We will elucidate the trade-offs in scaling out the whole stack, from the network level (and the use of gRPC, RDMA, or MPI), to using multiple GPUs per host, to the model level training decisions such as batch sizes and when to use synchronous or asynchronous distributed training.
Practically, we will work with real-world datasets (including ImageNet) that can be downloaded with just a couple of clicks using Open Datasets from Hops Hadoop. We will base our tutorial on exercises given to students in Sweden’s first graduate course on Deep Learning – ID2223 at KTH. We will provide both a virtual machine instance and (if desired) access to the same cluster used in our course, at www.hops.site.
All code and datasets are 100% open source. Code is available from Github at https://github.com/hopshadoop, while datasets are available from Hops Hadoop at www.hops.io.
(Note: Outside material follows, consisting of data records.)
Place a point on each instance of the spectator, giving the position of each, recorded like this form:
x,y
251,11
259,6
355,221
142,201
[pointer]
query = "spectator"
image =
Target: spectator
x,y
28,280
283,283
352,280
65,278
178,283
Bio: Fabio Buso is a research engineer at RISE SICS. He works on the Hops platform, where he has led the development of a strongly consistent metastore for Apache Hive on Hops. He is currently working on developing a Feature Store for machine learning on Hops and integration of Tensorflow.
Fabio has an international background, holding a master's degree in Cloud Computing and Services, with a focus on data intensive applications, from a joint program between KTH Stockholm and TU Berlin.